# Mitre Saw Dust Bag



## Solidify (Dec 17, 2014)

I inherited an old mitre saw that's missing the white dust bag clip, making a big mess. Where can I find that clip online? Or is there something I can use that would do the same?


----------



## Canarywood1 (May 5, 2012)

I would start with Makita parts if I were you.


----------



## joecaption (Nov 30, 2011)

A bag is about useless so your not missing out on much.
Sears sells a simple device that looks like a multi outlet for about $20.00 that you can plug the saw and a shop vac into.
Pull the trigger on the saw and the vacuum turns on.
Release the trigger on the saw and the vacuum stays running for 10 seconds.


----------



## PaliBob (Jun 11, 2008)

Solidify said:


> , . . . Or is there something I can use that would do the same?

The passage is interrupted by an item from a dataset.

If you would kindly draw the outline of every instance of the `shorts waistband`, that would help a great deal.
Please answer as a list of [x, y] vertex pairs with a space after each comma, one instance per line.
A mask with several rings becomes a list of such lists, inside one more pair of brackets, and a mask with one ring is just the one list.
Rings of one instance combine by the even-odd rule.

 My fix would be a small clamp about 4 inch
and two popsicle sticks. (Used)


----------



## Solidify (Dec 17, 2014)

I couldn't find it from makita since its discontinued. Why useless? Can you link me to the vaccuum device?


----------



## ToolSeeker (Sep 19, 2012)

Useless because in 3 years there is still not enough in mine to empty it.


----------



## Solidify (Dec 17, 2014)

LOL ok good point


----------



## TheBobmanNH (Oct 23, 2012)

joecaption said:


> A bag is about useless so your not missing out on much.
> Sears sells a simple device that looks like a multi outlet for about $20.00 that you can plug the saw and a shop vac into.
> Pull the trigger on the saw and the vacuum turns on.
> Release the trigger on the saw and the vacuum stays running for 10 seconds.

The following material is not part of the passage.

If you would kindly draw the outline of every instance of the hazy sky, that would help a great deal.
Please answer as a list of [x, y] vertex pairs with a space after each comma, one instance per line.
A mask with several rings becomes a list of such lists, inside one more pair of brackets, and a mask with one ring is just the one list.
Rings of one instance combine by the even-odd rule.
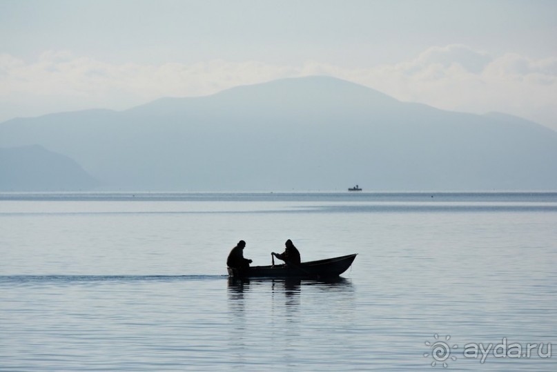
[[0, 0], [0, 121], [309, 75], [557, 130], [557, 1]]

Seconded. Those bags might as well not be there for all the good they do.


----------



## Spanky Ham (Feb 6, 2015)

Solidify said:


> I inherited an old mitre saw that's missing the white dust bag clip, making a big mess. Where can I find that clip online? Or is there something I can use that would do the same?

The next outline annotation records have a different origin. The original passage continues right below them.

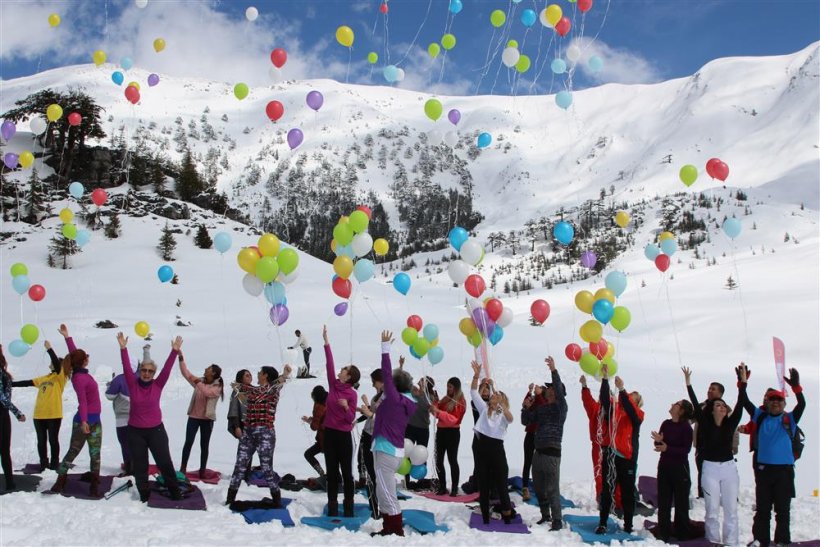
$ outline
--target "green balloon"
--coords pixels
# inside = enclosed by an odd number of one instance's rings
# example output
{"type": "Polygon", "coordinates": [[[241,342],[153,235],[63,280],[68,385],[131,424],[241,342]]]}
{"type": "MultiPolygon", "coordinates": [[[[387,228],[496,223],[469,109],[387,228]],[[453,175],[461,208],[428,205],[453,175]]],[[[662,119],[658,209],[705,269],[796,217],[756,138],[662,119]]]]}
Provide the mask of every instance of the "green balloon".
{"type": "Polygon", "coordinates": [[[28,267],[22,262],[16,262],[11,265],[11,276],[17,277],[18,275],[28,275],[28,267]]]}
{"type": "Polygon", "coordinates": [[[280,272],[290,275],[299,266],[299,254],[291,248],[282,249],[279,256],[276,257],[276,263],[280,272]]]}
{"type": "Polygon", "coordinates": [[[256,277],[262,283],[272,283],[279,275],[279,264],[272,256],[263,256],[256,261],[256,277]]]}
{"type": "Polygon", "coordinates": [[[40,329],[34,325],[23,325],[20,329],[20,339],[29,346],[32,345],[40,337],[40,329]]]}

If it's the same as the bag on my Makita 9920 belt sander, then a 7" long piece of 1/4" [not 3/8"] aluminum miter T track is a perfect fit on it. You just need to bevel the inner leading edges slightly with a file so it doesn't dig into the fabric as you slide it on and off.


----------



## landfillwizard (Feb 21, 2014)

Take the bag and hose attachment to a local pluming shop and get PVC adapters to hook up to a shop vac. You will be much happier!


----------



## HVACTECH96 (Oct 16, 2012)

Take a section of 3/4 pvc pipe, the same length as bag and cut a slot down the length of it.Or go to the dollar store and buy a potato chip bag clip.


----------



## ZTMAN (Feb 19, 2015)

looks like a job for the ole stand by, duct tape


----------



## Solidify (Dec 17, 2014)

I'll just keep it as is for now. I do like the shopvac idea though.


----------